Noted. I'd like to preserve the current plan, which is to extend the
home interface for parameterised access to known dotfiles, but this is
another good data point to consider.

>
> Storage is going to be a problem. I can't use the snap in the
> PostgreSQL juju charm, as I need to store WAL and data files on
> partitions provided by Juju, outside of containment. Non-juju
> production installs will also need to split WAL and datafiles onto
> separate partitions (even with pure SSD you can want separate channels
> for the increased bandwidth). And another potentially huge issue is
> that the database gets destroyed when the snap is uninstalled. I get
> the feeling that I need to be able to define arbitrary paths paths on
> the host to be accessible from inside containment.

Yes we will need to look again at storage for really serious
data-persistence software like Postgres.

> And on opening up paths on the host, unix sockets. By default,
> PostgreSQL clients try to connect to the server using sockets stored
> in a well known directory (/var/run/postgresql on Debian). Tools
> compiled against the standard PostgreSQL packages will not find the
> listening socket in /var/run/postgresql, but need to be told to look
> in /var/snap/postgresql-9-6/common/run. If the server running inside
> containment could write to /var/run/postgresql, then everyone could
> play together happily.
>

This should be handled pretty cleanly by an interface, and I would
suggest going ahead and making one for Postgres right away as that will
allow other snaps to use Postgres if they want it.

> Upgrades will be slow, as data (possibly terabytes) will need to be
> copied from the postgresql-9-6 container into the postgresql-10
> container. Non-snap installs get to hardlink the datafiles into the
> new location and migrate them quickly. This is another use case for
> allowing access to areas of the host.

The content interface should enable this - a snap could offer the data
spaces up to different versions of postgres. I'm not sure if the content
interface is yet ready for this particular use-case, but its definitely
in progress.

> Where is the best place to store data? I'm using $SNAP_COMMON because
> I can't let the data be rolled back (it might be a good idea on a
> standalone system, but rollback would desynchronize and break a
> replicated system).
>

For now that's probably best, until we have the content interface settled.

> How to customize the snap? PostgreSQL can be customized by sudo vi
> /var/snap/postgresql-9-6/common/data/postgresql.conf, but for snap
> configuration I went with /var/snap/postgresql-9-6/common/snap.ini
> (currently it just defines the log retention time).

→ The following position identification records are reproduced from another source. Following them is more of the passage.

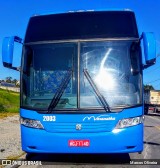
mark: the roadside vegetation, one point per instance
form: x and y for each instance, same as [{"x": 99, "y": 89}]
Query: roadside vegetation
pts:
[{"x": 9, "y": 103}]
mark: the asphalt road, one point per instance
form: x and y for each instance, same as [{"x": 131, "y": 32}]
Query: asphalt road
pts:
[{"x": 151, "y": 151}]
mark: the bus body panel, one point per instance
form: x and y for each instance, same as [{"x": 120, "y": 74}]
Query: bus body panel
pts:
[{"x": 104, "y": 140}]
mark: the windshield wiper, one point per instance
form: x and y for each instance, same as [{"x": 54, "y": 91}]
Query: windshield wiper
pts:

For now I think an editable config file in a known writable location is
best. Later we'll have a standardised mechanism which your snap can use
to hook into bigger systems.

> I have lots and lots and lots of man pages not on my MANPATH. Not
> urgent, but nice to expose them.
>

Noted and I think in-progress.

> For general adoption, the bar is really high. PostgreSQL running in an
> machine container is exactly what people want (and what we have been
> pushing on the Cloud side of things). Even if we can address all the
> above issues, a PostgreSQL snap will still be more cumbersome than
> running PostgreSQL in an lxd container (or a docker container for that
> matter). Operators get to control and grow the environment they need,
> rather than being stuck with the static one I provide and the
> interfaces, plugs and canned scripts that customize it in preapproved
> ways. I've been wondering if the solution is adding a new 'machine'
> confinement, where the snap software is installed and updated in a
> real lxd machine container on the host. Maybe the best of both worlds?

Let's start with a more focused used-case: postgres as a storage engine
for IoT. In that case the level of customization is much reduced, people
are looking for some highly predictable behavior more than every
possible degree of freedom in customization. Remember they can also
build postgres INTO their own snap (and it actually might be worth
exporting a shared pg part so people can do that trivially).